Prodsimplicial Complexes

The $n$-dimensional simplicial digraph, denoted by $\Delta^n$, is the cell whose 1-skeleton is the digraph with vertices $V(\Delta^n) = {v_0, v_1, \ldots, v_n}$ and edges $E(\Delta^n) = \lbrace[v_i,v_j] \ | \ 0 \leq i < j \leq n\rbrace$.

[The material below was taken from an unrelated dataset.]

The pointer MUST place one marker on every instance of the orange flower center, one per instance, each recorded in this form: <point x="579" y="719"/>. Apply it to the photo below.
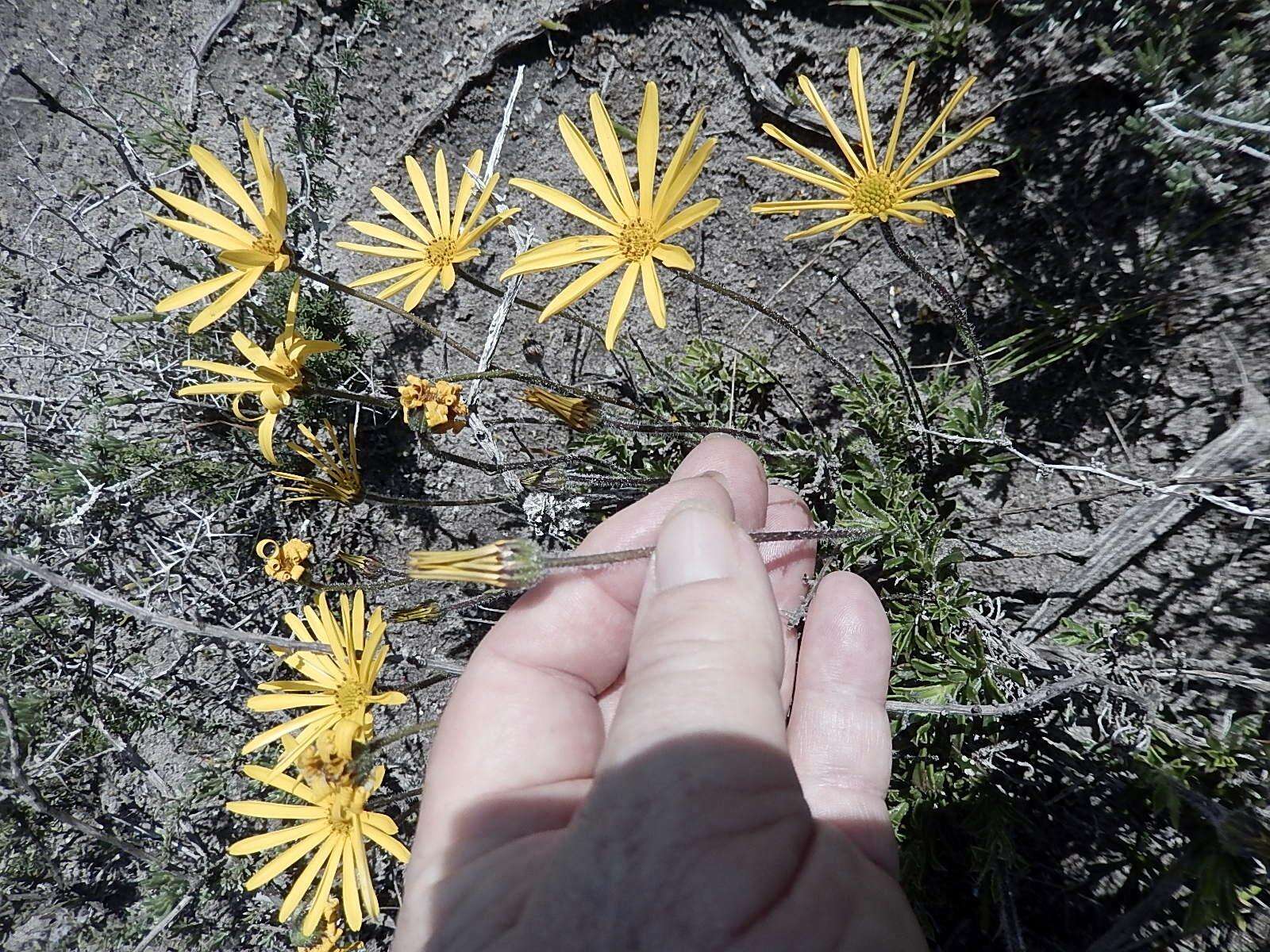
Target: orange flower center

Simplices in dimensions 0, 1, and 2.

An $N$-dimensional prodsimplicial cell $P$ is the $N$-cell that is a product of simplices $\displaystyle\prod_{i=1}^k \Delta_i^{n_i} = \Delta_1^{n_1} \times \cdots \times \Delta_k^{n_k}$ where $n_i>0$ for all $1\leq i \leq k$ and $N= \displaystyle\sum_{i=1}^kn_i$. Its 1-skeleton is the Cartesian product of simplicial digraphs. That is, a graph of the form $\Delta_1^{n_1} \square \cdots \square \Delta_k^{n_k}$. We abuse the notation and identify a prodsimplicial cell $P$ with the Cartesian product of simplicial digraphs.

All 3 dimensional simplices.

Given any directed graph $G$, we build a prodsimplicial complex by attaching all the induced subgraphs of $G$ that are isomorphic to the Cartesian product of simplices. This process can be done inductively on the dimension of the cells. The process is shown in the figure below.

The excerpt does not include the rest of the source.